Bisnis.com, JAKARTA — Target swasembada garam pada 2027 dinilai sulit terealisasi tanpa konsistensi dan dukungan politik yang kuat dari pemerintah.
Pengamat maritim Indonesia dari Ikatan Keluarga Besar Alumni Lemhannas Strategic Center (ISC), Capt. Marcellus Hakeng Jayawibawa, menilai target swasembada garam 2027 bukan sekadar soal menghentikan impor, melainkan proses transformasi nasional yang kompleks.
Marcellus menyebut persoalan garam nasional jauh lebih besar daripada sekadar kebutuhan dapur. Meski begitu, dia menekankan, swasembada garam 2027 seharusnya dipahami sebagai proses transformasi struktural, bukan sekadar target nol impor.
“Jika dijalankan dengan konsistensi dan keberanian politik, ia bisa menjadi tonggak kedaulatan pangan maritim Indonesia. Jika tidak, ia akan tinggal sebagai ambisi yang mengendap, seperti kristal garam yang tak pernah benar-benar matang,” kata Marcellus kepada Bisnis, Rabu (31/12/2025).
Di sisi lain, Kementerian Kelautan dan Perikanan (KKP) mulai melakukan sertifikasi garam petambak untuk mencapai kadar NaCl 97% agar mendukung garam industri.

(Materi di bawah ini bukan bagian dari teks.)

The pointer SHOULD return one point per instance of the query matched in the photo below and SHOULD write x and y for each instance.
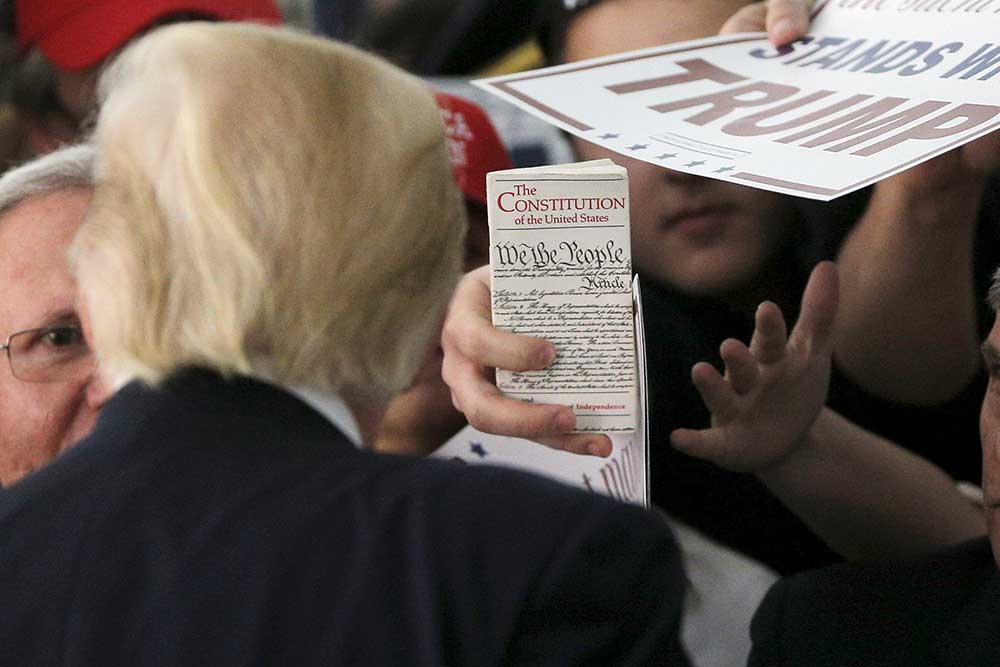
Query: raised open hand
(772, 391)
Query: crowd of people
(236, 322)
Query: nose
(681, 178)
(99, 390)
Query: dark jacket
(941, 610)
(218, 522)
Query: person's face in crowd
(989, 427)
(75, 96)
(38, 420)
(425, 409)
(701, 236)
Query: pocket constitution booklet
(561, 269)
(624, 475)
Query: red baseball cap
(473, 145)
(75, 34)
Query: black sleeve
(946, 434)
(766, 627)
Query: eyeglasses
(50, 354)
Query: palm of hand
(773, 390)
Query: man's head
(48, 396)
(313, 236)
(69, 40)
(420, 419)
(701, 236)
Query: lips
(699, 222)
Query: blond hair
(267, 202)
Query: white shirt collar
(331, 406)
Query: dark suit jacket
(227, 523)
(942, 610)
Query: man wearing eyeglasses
(49, 396)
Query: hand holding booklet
(561, 269)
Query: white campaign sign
(878, 86)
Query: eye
(62, 337)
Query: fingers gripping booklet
(561, 269)
(624, 475)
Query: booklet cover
(624, 475)
(561, 268)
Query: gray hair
(71, 167)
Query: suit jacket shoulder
(225, 522)
(921, 612)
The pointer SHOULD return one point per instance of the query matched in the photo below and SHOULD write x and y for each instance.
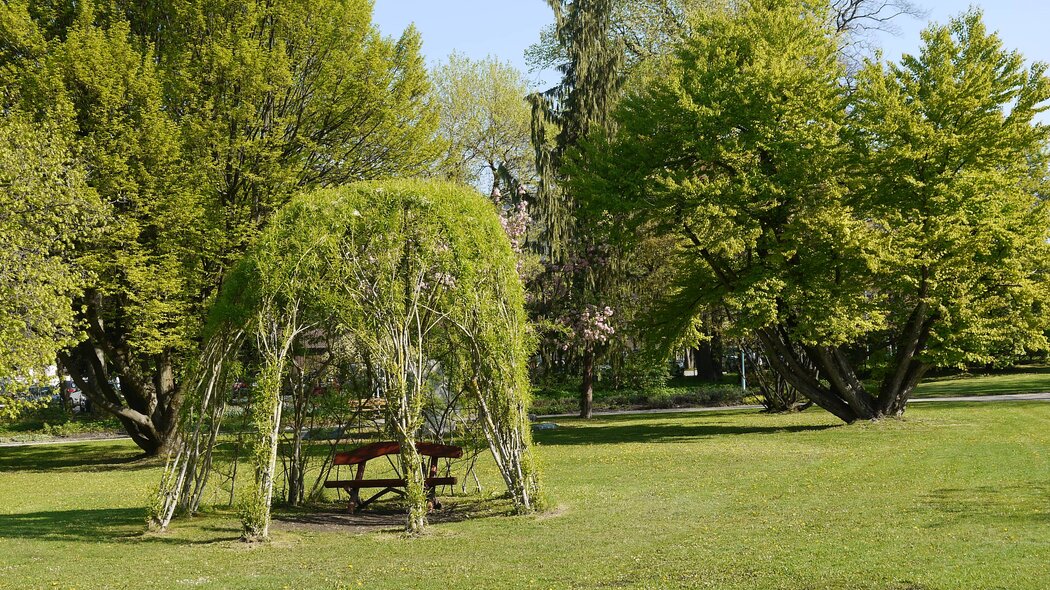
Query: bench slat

Menurut Marcellus, langkah ini cukup efektif asalkan pemerintah konsisten menjadi offtaker.
Dengan standar yang jelas dan kepastian pasar, petambak tahu target kualitas yang harus dicapai dan siapa yang menyerap hasil produksi mereka. “Karena demand jelas mengejar angka tersebut, jika petani tidak mampu memenuhinya, pastinya industri akan mencari yang sesuai,” ujarnya.

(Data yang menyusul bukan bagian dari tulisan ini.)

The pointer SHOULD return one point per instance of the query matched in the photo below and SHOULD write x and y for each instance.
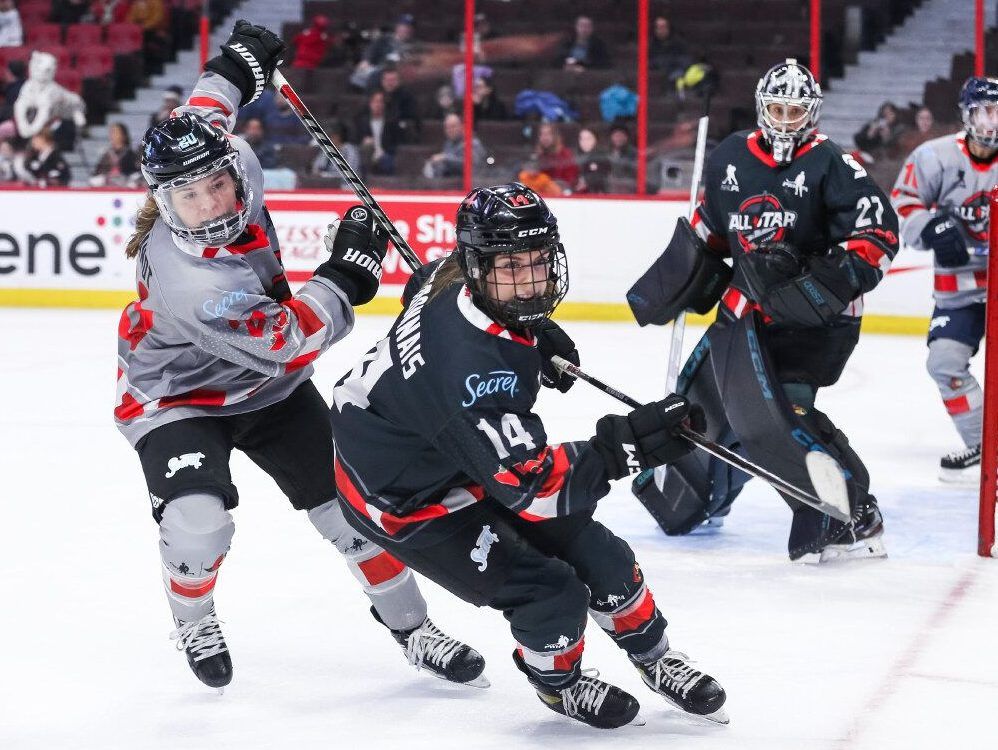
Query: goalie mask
(511, 254)
(979, 110)
(197, 180)
(787, 103)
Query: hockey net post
(989, 440)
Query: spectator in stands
(880, 136)
(379, 136)
(11, 33)
(119, 164)
(622, 155)
(311, 44)
(538, 180)
(487, 105)
(400, 104)
(281, 123)
(554, 157)
(667, 52)
(338, 134)
(583, 49)
(151, 15)
(385, 49)
(68, 12)
(43, 165)
(171, 100)
(444, 103)
(255, 134)
(449, 161)
(594, 168)
(925, 130)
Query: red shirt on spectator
(311, 44)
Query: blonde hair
(143, 225)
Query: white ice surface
(898, 653)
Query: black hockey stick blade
(336, 157)
(825, 474)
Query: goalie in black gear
(808, 233)
(442, 458)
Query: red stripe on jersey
(299, 362)
(129, 408)
(308, 321)
(195, 591)
(904, 211)
(207, 101)
(567, 661)
(636, 617)
(958, 405)
(556, 479)
(380, 568)
(866, 250)
(197, 397)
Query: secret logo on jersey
(974, 213)
(761, 219)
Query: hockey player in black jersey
(808, 233)
(442, 459)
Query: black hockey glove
(551, 340)
(816, 297)
(357, 246)
(767, 267)
(944, 237)
(248, 59)
(646, 437)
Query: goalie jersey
(942, 173)
(439, 415)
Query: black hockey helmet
(784, 88)
(181, 151)
(979, 110)
(494, 224)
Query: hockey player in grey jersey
(217, 354)
(941, 197)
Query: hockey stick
(336, 157)
(826, 476)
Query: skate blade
(969, 477)
(871, 548)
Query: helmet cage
(218, 231)
(788, 84)
(525, 308)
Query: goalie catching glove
(248, 60)
(647, 437)
(357, 246)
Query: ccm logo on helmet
(532, 232)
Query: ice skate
(684, 686)
(961, 466)
(427, 647)
(207, 653)
(590, 700)
(863, 540)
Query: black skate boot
(684, 686)
(590, 700)
(206, 650)
(962, 466)
(865, 538)
(427, 647)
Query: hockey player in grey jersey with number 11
(941, 197)
(217, 354)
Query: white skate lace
(587, 694)
(203, 637)
(674, 673)
(428, 644)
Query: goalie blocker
(686, 276)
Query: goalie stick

Meski begitu, Marcellus menegaskan swasembada garam bukan sekadar target nol impor, melainkan proses transformasi struktural dalam industri garam nasional.

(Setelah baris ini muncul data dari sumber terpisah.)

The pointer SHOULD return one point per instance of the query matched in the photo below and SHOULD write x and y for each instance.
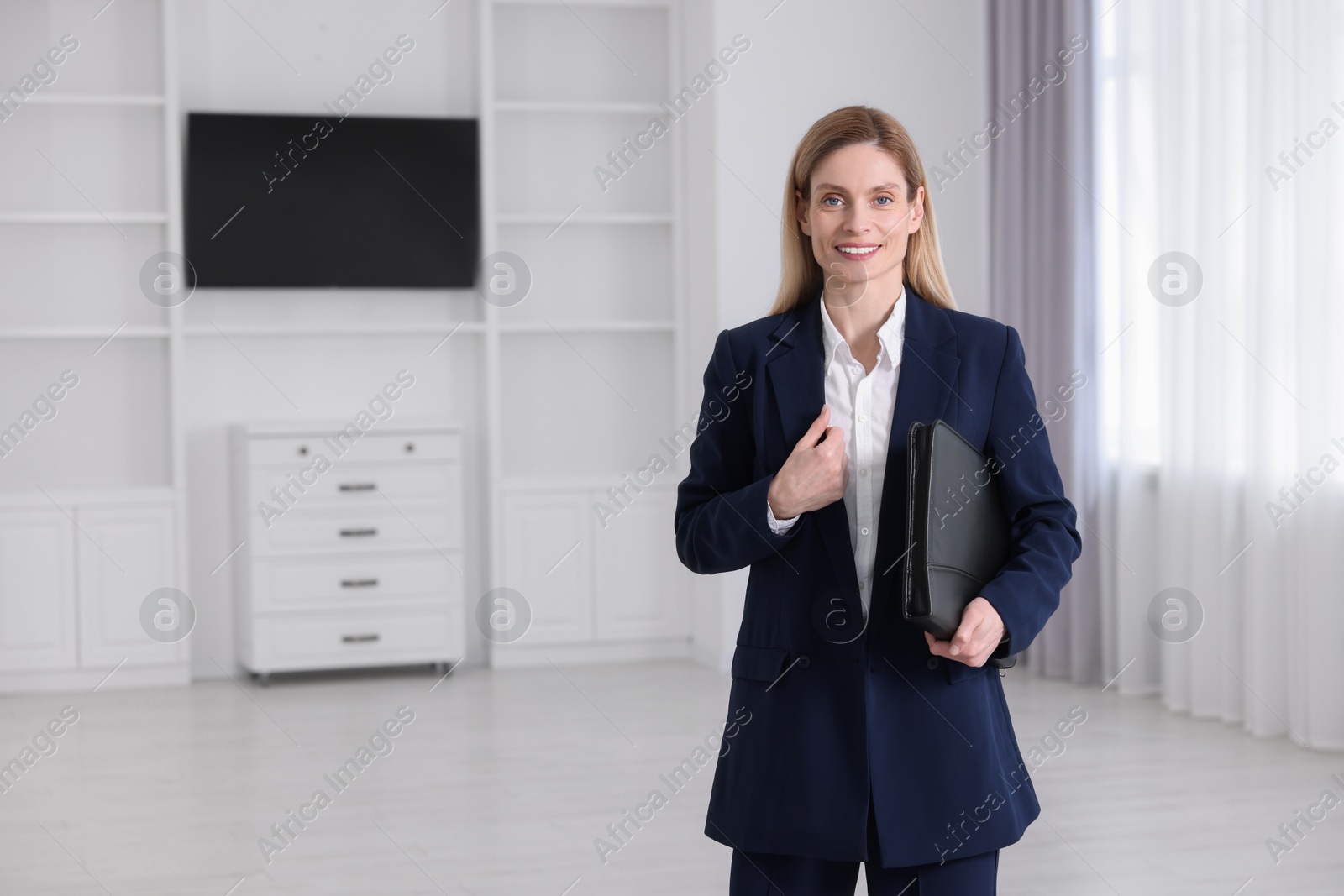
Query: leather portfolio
(958, 537)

Transformasi tersebut mencakup pembangunan sistem produksi yang adaptif terhadap perubahan iklim, penerapan teknologi yang memadai, dan sekaligus memastikan keadilan bagi masyarakat pesisir yang menggantungkan hidup pada sektor ini.
Kualitas Garam RI
Menurut Marcellus, masalah mendasar swasembada garam bukan hanya soal volume, melainkan terletak pada kualitas. Terlebih, produksi garam nasional masih didominasi garam rakyat dengan metode tradisional yang sangat bergantung pada cuaca.
Akibatnya, kadar natrium klorida sering di bawah standar industri 97%. Banyak garam rakyat hanya mencapai 90–94%, sehingga tidak dapat diserap oleh industri strategis seperti farmasi, makanan olahan, dan kimia.
Di samping itu, perubahan iklim menambah kompleksitas, karena pola musim yang tidak menentu berdampak langsung pada kualitas dan volume produksi. Kondisi ini membuat pemerintah terpaksa membuka impor demi menjaga keberlangsungan industri.
Dia menambahkan, keterbatasan modal dan teknologi di tingkat petani juga menjadi hambatan signifikan. Mayoritas petani garam belum memiliki akses pembiayaan untuk mengadopsi teknologi.
“Mayoritas petani garam belum memiliki akses pembiayaan yang memadai untuk mengadopsi teknologi geomembran, sistem kristalisasi modern, atau proses pemurnian lanjutan,” terangnya.
Di samping itu, dia juga menyoroti masalah tata kelola yang dinilai krusial. Menurutnya, pengelolaan garam nasional melibatkan banyak aktor, baik dari kementerian teknis, BUMN, hingga pemerintah daerah, dengan kepentingan yang tidak selalu selaras.
Dia menambahkan, kebijakan impor, meski rasional untuk menjaga pasokan industri, sering menekan harga garam rakyat di bawah biaya produksi, melemahkan insentif untuk meningkatkan kualitas.
Keterbatasan infrastruktur, seperti gudang penyimpanan, fasilitas pascapanen, dan sistem logistik, juga menurunkan daya tawar petani dan meningkatkan risiko kerugian. Padahal, garam adalah komoditas musiman yang memerlukan manajemen stok dan cadangan nasional agar surplus di satu musim dapat menutup defisit di musim berikutnya.